All of this is around continuing to promote England and Wales as the place to do legal business, ensuring that we remain the global jurisdiction of choice. That plays into some of the other findings that we saw in our futures report, which looked at increased globalisation and competition. We are seeing competition from other jurisdictions, particularly emerging markets, such as Singapore. We are seeing a greater level of legal complexity, as business is done globally.
There is also the impact of technology. As artificial intelligence develops, the role of a lawyer will potentially look quite different, with some services that have traditionally been supplied by lawyers, particularly things like due diligence, perhaps being able to be done by machines. We sometimes refer to this as the commoditisation of law. We will see that changing the nature of legal services.
There is the issue of how people buy legal services. We are likely to see an increasing number of in-house lawyers over the course of the next few years. That will certainly have an impact. Then, of course, there are policy issues, which we have already touched on today.
Q78 Chair: Are there any other comments?
Paul Philip: I agree with the vast majority of that. The international reputation of English law and English lawyers is fundamentally important. Access to justice and affordability will be challenges for any legal system, and they are certainly challenges here. Consolidation in the market is something that will continue to happen. We will continue to see small legal businesses becoming unsustainable and, therefore, having to grow together and consolidate. It is fair to say that the solicitors’ profession has not responded very well to that in the past. The internet and technology are a real issue. People need to wake up to the fact that the way consumers access legal services will be different in future.

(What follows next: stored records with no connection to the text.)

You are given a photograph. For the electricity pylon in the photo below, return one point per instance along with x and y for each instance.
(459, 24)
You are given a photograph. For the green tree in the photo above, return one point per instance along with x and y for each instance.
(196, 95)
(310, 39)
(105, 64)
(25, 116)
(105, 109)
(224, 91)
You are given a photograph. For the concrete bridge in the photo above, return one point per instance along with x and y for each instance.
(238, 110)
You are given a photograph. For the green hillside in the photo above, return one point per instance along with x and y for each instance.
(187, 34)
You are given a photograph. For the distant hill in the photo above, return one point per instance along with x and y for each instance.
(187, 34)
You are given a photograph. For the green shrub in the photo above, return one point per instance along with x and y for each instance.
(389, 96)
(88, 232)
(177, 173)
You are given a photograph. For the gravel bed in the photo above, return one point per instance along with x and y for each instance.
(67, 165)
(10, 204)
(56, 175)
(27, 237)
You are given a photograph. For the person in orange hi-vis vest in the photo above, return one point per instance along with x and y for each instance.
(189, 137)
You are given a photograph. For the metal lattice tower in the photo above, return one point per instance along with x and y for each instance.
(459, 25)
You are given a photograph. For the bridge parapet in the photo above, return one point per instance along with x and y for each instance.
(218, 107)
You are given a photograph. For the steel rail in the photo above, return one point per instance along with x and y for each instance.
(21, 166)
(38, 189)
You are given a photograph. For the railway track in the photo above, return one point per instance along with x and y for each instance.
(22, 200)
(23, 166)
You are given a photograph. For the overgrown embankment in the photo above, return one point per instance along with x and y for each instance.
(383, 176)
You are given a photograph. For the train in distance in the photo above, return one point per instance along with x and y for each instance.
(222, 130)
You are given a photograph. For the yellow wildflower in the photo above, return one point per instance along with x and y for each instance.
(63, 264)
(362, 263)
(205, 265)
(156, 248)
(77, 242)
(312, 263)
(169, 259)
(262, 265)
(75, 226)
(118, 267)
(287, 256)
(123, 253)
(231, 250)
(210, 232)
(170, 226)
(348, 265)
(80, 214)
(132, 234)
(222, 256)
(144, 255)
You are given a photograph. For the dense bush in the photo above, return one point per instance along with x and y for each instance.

Q79 Alberto Costa: I have one final set of questions. You may not have the answers to them, but I would be grateful if you could consider them and write to the Committee. I am not sure to what extent the Bar regulates RFLs—registered foreign lawyers—specifically, EU lawyers who come into this country. I would like to know how many registered foreign lawyers your organisations regulate and what revenue they generate for the regulators. Turning to the representative bodies, in terms of financial sums, what value do EU lawyers bring, particularly to the City of London? I need those figures going forward, when discussing the issues that will no doubt face us. I would be very grateful if you could supply them to the Committee, with answers to those questions.
Chair: That would be helpful. I am sure that the issues you flag up are ones we will need to return to further along the line. I am tempted to say that I thought artificial intelligence almost was the definition of a lawyer. At all events, thank you very much for your time and your evidence today. We are very grateful to you. The evidence session is concluded.